Thank You So Much!! It is just So hard... We did Everything to make sure She was ok!! Years ago, She was "not herself" I took Her straight to the Vet, and told them. They said She had arthritis, I asked for them to check Her Thyroid levels. The doctor told me that she looking at Rox, she couldn't be hypothyroid, A few days later, I got the call that She Was!! Oh Rox, I always knew when something was wrong, Please forgive this time!! How did I not know?!!


----------



## GoldensGirl (Aug 2, 2010)

daddysgirl said:


> ... Oh Rox, I always knew when something was wrong, Please forgive this time!! How did I not know?!!

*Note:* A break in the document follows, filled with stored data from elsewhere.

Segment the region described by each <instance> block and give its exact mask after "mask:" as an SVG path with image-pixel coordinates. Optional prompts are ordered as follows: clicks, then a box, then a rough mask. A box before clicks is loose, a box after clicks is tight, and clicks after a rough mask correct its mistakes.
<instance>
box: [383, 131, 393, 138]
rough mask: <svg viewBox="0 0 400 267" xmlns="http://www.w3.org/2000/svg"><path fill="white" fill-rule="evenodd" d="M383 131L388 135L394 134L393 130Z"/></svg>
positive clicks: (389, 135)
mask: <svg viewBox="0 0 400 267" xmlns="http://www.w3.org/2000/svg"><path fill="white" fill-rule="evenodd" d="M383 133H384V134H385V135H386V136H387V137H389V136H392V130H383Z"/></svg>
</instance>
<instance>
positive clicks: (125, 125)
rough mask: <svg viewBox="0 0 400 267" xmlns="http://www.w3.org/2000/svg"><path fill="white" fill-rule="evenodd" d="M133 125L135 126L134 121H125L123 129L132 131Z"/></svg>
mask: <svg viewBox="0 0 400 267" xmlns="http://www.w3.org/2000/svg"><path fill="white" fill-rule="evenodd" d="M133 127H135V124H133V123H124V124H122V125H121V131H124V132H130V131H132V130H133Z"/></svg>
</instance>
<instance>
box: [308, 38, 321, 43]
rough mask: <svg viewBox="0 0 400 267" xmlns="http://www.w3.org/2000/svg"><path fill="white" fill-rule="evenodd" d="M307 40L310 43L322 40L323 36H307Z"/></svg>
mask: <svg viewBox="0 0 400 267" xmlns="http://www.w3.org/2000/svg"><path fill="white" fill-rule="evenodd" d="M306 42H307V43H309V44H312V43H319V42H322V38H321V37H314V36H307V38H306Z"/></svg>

I hope you know that Rox knows so well how much you love(d) her. The last thing she wants and needs now is for you to feel guilty. Please do your best to put that out like the garbage that it is. You did your best for her when she was with you in the flesh and now you can do your best for her while she is with you in spirit. Send every negative thought into the ground like the fertilizer that it should be and celebrate every memory and day that remains. That would make your Roxy so happy. 

With you in spirit,
Lucy


----------



## daddysgirl (Feb 27, 2007)

GoldensGirl said:


> I hope you know that Rox knows so well how much you love(d) her. The last thing she wants and needs now is for you to feel guilty. Please do your best to put that out like the garbage that it is. You did your best for her when she was with you in the flesh and now you can do your best for her while she is with you in spirit. Send every negative thought into the ground like the fertilizer that it should be and celebrate every memory and day that remains. That would make your Roxy so happy.
> 
> With you in spirit,
> Lucy


Thanks, I think it is the nurse in me that needs to know Why my sweet girl died!! As I walked out, I almost walked back in to ask for a necropsy!!


----------



## Ylan's Mom (May 14, 2013)

I am so sorry for the loss of your Roxy. It is so hard, we miss them so much. It might be hard to believe now but time will help. In the meantime give yourselves space to both grieve and honor her. Also, thank for all the wonderful gifts she brought to your lives and the memories that will live forever. My prayers are with you.


----------